Geschichte der Arbeitsmärkte

Stuttgart: Franz Steiner Verlag 2009 (Vierteljahrschrift für Sozial- und Wirtschaftsgeschichte, Beihefte 199); 421 S.; 78,- €; ISBN 978-3-515-09230-2
Formen und Bedeutung von Erwerbsarbeit sind Gegenstand unterschiedlicher Disziplinen. Während Wirtschaftswissenschaften – ausgehend von der Figur des homo oeconomicus – typischerweise Angebots- und Nachfragerelationen zur Erklärung des Arbeitsmarktgeschehens heranziehen, heben Sozialwissenschaften Interessenkonstellationen und soziale Normen hervor.
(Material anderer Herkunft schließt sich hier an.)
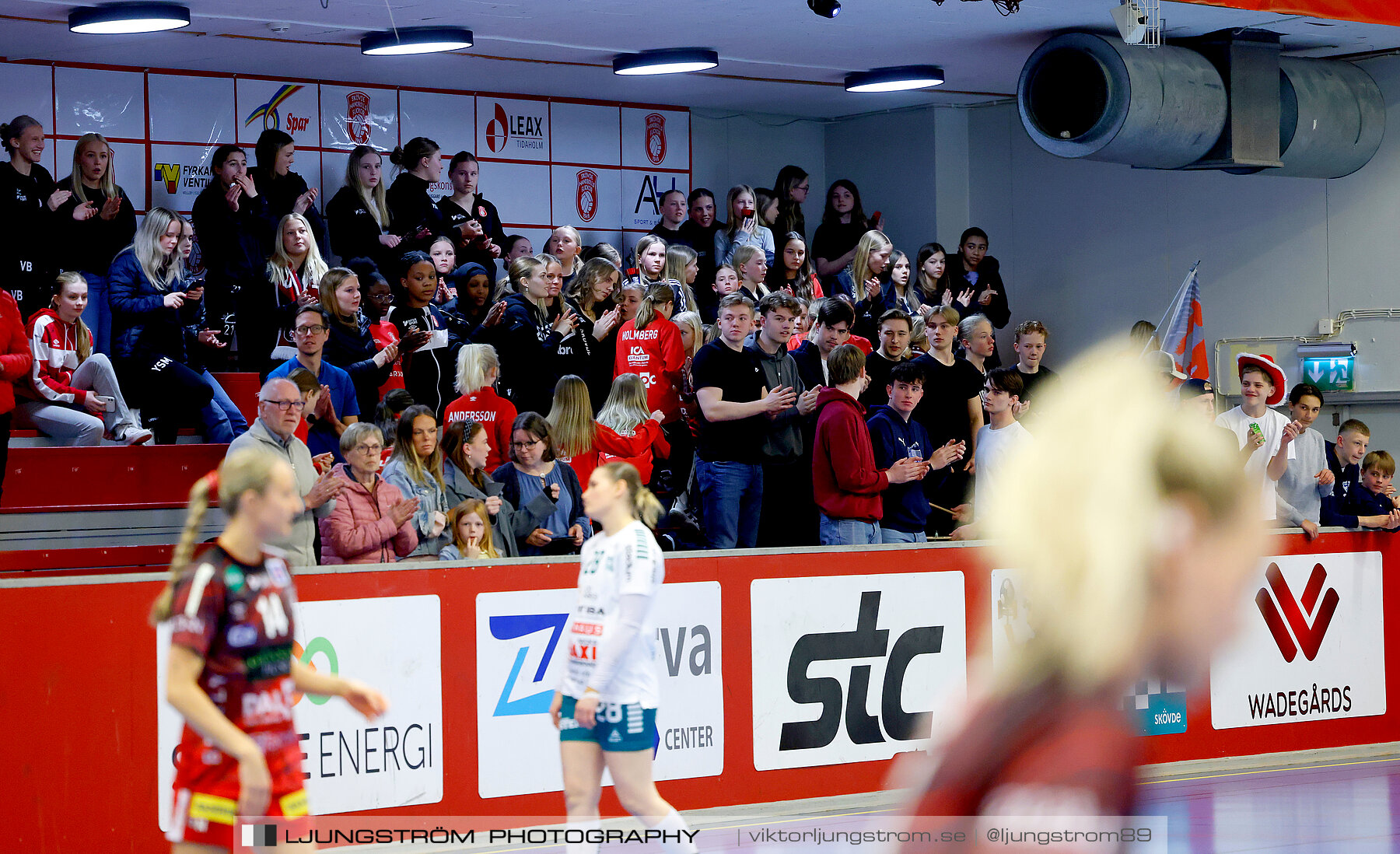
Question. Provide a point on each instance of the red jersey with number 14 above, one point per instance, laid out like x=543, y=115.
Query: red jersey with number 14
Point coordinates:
x=238, y=619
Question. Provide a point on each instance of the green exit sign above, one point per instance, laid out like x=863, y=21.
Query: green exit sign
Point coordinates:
x=1332, y=374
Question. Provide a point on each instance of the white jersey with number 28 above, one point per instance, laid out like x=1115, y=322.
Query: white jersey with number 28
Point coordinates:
x=626, y=563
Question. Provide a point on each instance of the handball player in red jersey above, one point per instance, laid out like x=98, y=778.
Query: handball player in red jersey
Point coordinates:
x=1133, y=539
x=231, y=671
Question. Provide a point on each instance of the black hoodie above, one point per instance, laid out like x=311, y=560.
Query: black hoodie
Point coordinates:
x=528, y=348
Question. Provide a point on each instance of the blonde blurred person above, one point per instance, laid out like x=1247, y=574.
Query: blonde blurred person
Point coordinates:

Wirtschafts- und Sozialgeschichtler wiederum sind an der historischen Variabilität von Arbeit auch jenseits ökonomischer Faktoren interessiert. Die Beiträge der 2007 in Wien durchgeführten 22. Arbeitstagung der Gesellschaft für Sozial- und Wirtschaftsgeschichte belegen dieses breitere, kulturelle und institutionelle Faktoren berücksichtigende Verständnis der Entwicklung von Arbeit. Vielfach an österreichischen Beispielen diskutieren die Autoren sowohl historische Beispiele vormoderner Arbeitsmärkte aus dem 16. bis zum 18. Jahrhundert als auch aktuelle Fragestellungen wie die des Normalarbeitsverhältnisses und der Sozialpartnerschaft. Die Hauptreferate werden jeweils von Korreferaten kommentiert.
Thomas Mirbach (MIR)
Dr., wiss. Mitarbeiter, Lawaetz-Stiftung Hamburg, Lehrbeauftragter, Institut für Politische Wissenschaft, Universität Hamburg.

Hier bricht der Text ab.